I just tried to do what you suggested. I created a repository that stores .csv files using Git LFS. I pushed the repo to GitHub. Then, on a system that doesn't have Git LFS installed, I tried to clone the repo and received an error saying that the "git lfs" command was not found:

λ git clone https://github.com/myusername/git_lfs_tests.git
Cloning into 'git_lfs_tests'...
remote: Counting objects: 11, done.
remote: Compressing objects: 100% (9/9), done.
remote: Total 11 (delta 2), reused 10 (delta 1), pack-reused 0
Unpacking objects: 100% (11/11), done.
git-lfs filter-process: git-lfs: command not found
fatal: The remote end hung up unexpectedly
warning: Clone succeeded, but checkout failed.
You can inspect what was checked out with 'git status'
and retry the checkout with 'git checkout -f HEAD'

Once I installed Git LFS, it worked just fine. So, it appears that you need git lfs on the system to clone the repo.

  • 2
    I'm not sure this is quite correct... how did you uninstall git-lfs? Did you just remove the binary from your PATH, or did you also run git lfs uninstall first and/or remove the lfs entries from your ~/.gitconfig? If you didn't do the latter, the error you got is a result of the lfs entries staying in your ~/.gitconfig. Without those, I'm pretty sure the clone would just silently fail (fetching the LFS placeholder objects instead of the actual files).
    – alecbz
    Aug 31, 2018 at 15:42
  • I installed git-lfs sudo apt-get install git-lfs
    – dazza5000
    Aug 15, 2019 at 3:48
  • your print off says "Clone succeeded". it works, you just don't get any lfs files. you get a place holder that points to where they the repo. Dec 23, 2022 at 19:19

you can definitely clone an lfs repo without lfs installed. in fact, git lfs clone is now deprecated. lfs really only matters when you checkout, not when you clone. if you checkout without lfs (which could happen during a clone), you will get placeholder files containing references instead of the real large files.
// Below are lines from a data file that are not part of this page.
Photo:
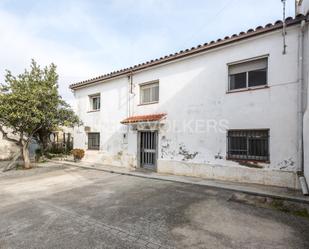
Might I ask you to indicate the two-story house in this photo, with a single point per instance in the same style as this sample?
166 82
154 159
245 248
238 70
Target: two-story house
231 109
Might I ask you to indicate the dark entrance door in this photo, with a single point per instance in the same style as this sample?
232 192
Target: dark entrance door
148 149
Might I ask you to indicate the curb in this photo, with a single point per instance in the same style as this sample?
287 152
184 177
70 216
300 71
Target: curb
303 200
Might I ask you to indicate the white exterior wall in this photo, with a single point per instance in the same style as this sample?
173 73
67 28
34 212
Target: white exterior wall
193 90
306 115
7 149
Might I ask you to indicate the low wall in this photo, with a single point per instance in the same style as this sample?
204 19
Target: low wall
7 149
226 173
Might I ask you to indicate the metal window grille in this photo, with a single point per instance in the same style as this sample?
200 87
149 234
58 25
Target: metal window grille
248 145
149 93
95 102
93 141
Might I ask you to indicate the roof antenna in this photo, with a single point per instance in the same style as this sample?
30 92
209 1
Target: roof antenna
284 27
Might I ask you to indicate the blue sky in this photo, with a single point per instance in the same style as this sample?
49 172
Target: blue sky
89 38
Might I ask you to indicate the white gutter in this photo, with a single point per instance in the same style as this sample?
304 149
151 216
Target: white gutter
300 96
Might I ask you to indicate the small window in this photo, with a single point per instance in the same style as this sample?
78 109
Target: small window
248 74
95 102
93 141
248 145
149 93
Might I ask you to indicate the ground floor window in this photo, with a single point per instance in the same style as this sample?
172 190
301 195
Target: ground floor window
93 140
248 145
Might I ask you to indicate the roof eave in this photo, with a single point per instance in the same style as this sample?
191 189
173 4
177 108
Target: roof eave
188 52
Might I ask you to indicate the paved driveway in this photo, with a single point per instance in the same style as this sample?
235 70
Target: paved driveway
62 207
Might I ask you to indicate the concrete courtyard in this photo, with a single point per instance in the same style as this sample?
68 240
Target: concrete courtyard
67 207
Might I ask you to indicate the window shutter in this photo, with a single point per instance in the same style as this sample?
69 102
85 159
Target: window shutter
248 66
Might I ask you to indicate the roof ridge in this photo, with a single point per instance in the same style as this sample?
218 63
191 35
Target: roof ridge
199 48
If downloading repo as .zip file is okay for you, here is a possible suggestion. It ended up working for me for to download a heavy project, while using a free Github account:

  1. Fork the repo to one of your users Go to repo settings
  2. Find "Include Git LFS objects in archives" under the Archives section and check it
  3. Go to the Danger Zone section, select "Archive this repository"
  4. Confirm and authorize.
  5. Return to the archived repository.
  6. Download as .zip
  7. Download will pause for a minute or so before it starts downloading lfs objects. Wait and it should continue.